Concetti che Farina tornò a spiegare anche più tardi, sempre
a mezzo stampa: «Mi no go venduo gnente. Berlusconi xe’ riva’ e
se lo ga tolto. (…) Mentre ero via saltò fuori di tutto. Che non
avevamo pagato l’Irpef, che pagavamo dei giocatori in nero...
Tutto vero. Ma noi non pagavamo l’Irpef da tre mesi e c’erano
squadre che non pagavano da anni. Anni. Ma si sa come vanno
queste cose. Siccome era stato deciso che il Milan dovesse finire
a Berlusconi... Quando il lupo vuole mangiare l’agnello di scuse
ne trova sempre. I giera tuti d’accordo: Berlusconi, Carraro,
Craxi, ’na manega de socialisti. (…) Io non ho mai voluto avere
niente a che fare coi politici. A Vicenza era andato tutto bene.

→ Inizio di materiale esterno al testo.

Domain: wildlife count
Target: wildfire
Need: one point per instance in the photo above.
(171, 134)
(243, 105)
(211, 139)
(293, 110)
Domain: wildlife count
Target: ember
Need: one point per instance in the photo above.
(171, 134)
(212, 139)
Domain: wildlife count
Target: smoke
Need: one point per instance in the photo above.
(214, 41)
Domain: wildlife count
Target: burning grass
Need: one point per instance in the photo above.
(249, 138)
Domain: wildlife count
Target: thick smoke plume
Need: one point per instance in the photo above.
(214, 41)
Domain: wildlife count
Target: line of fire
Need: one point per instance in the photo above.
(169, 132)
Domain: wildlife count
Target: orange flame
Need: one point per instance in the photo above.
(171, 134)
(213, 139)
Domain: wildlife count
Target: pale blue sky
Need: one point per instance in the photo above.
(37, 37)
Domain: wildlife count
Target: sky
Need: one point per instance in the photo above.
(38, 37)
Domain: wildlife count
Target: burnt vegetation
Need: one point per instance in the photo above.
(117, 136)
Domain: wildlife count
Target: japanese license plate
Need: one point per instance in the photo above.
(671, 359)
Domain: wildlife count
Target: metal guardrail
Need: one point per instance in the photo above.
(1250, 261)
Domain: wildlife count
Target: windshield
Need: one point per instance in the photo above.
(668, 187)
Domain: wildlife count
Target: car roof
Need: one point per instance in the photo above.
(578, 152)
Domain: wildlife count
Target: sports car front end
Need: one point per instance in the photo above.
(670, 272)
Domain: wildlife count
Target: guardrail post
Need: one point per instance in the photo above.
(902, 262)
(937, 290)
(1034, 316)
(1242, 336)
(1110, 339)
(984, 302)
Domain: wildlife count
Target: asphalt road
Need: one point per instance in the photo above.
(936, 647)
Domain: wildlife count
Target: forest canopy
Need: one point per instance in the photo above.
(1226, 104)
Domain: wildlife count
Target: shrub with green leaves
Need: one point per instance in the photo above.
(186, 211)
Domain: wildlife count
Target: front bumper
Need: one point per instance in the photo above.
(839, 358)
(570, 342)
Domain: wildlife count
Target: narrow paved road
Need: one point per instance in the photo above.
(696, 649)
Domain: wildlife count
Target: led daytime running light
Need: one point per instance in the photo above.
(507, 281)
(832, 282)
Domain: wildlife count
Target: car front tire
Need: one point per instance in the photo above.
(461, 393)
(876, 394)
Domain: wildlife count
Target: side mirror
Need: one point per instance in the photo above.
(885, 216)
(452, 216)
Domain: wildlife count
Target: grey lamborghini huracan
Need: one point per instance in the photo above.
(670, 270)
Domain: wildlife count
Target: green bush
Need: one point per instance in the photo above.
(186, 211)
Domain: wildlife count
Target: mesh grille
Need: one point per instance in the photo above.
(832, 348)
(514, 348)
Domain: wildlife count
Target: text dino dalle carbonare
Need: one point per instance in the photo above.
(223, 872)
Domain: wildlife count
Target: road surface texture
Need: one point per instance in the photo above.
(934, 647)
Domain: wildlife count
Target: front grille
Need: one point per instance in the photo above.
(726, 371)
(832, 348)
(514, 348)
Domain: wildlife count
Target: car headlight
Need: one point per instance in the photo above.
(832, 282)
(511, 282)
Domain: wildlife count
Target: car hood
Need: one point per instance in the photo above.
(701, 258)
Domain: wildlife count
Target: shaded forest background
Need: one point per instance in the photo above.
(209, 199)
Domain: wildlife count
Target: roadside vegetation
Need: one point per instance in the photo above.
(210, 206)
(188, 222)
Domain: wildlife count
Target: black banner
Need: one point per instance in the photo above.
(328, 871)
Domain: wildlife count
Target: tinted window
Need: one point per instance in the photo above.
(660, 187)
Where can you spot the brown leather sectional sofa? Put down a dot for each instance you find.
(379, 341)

Ma a Milano, negli anni Ottanta... (…) Mi cascarono in testa un
sacco di grane. Denunce per falso in bilancio. Ordini di cattura.
E mi sfilarono la società di sotto il naso senza pagare una lira.
Il Milan fu dichiarato fallito e il curatore fallimentare mise in
vendita le società che io avevo portato a garanzia della situazione
debitoria»15. E ancora: «Quando cedetti il Milan, c’erano circa
15 miliardi di debiti, 7 dei quali relativi a un mutuo federale
con scadenza trentennale. In rosa c’erano giocatori come Baresi,
Costacurta, Evani, Battistini. Mi sarebbe bastato vendere Baresi
per riportare il bilancio in attivo. Ma non ho visto una lira. In
realtà io non ho venduto il club. Il Milan mi è stato portato via
a costo zero. Un’operazione politica. (…) Vi siete mai chiesti
perché Gianni Nardi, uomo della mia gestione, è tutt’ora in
carica come vicepresidente del Milan?»16.

13
Ibidem.
14
Carlo Petrini, cit. pp. 47-48, nota 10.
15
Gian Antonio Stella, «Corriere della Sera», 4 settembre 1995, p. 12.
16
Sebastiano Vernazza, «La Gazzetta dello Sport», 24 aprile 1999, p. 10.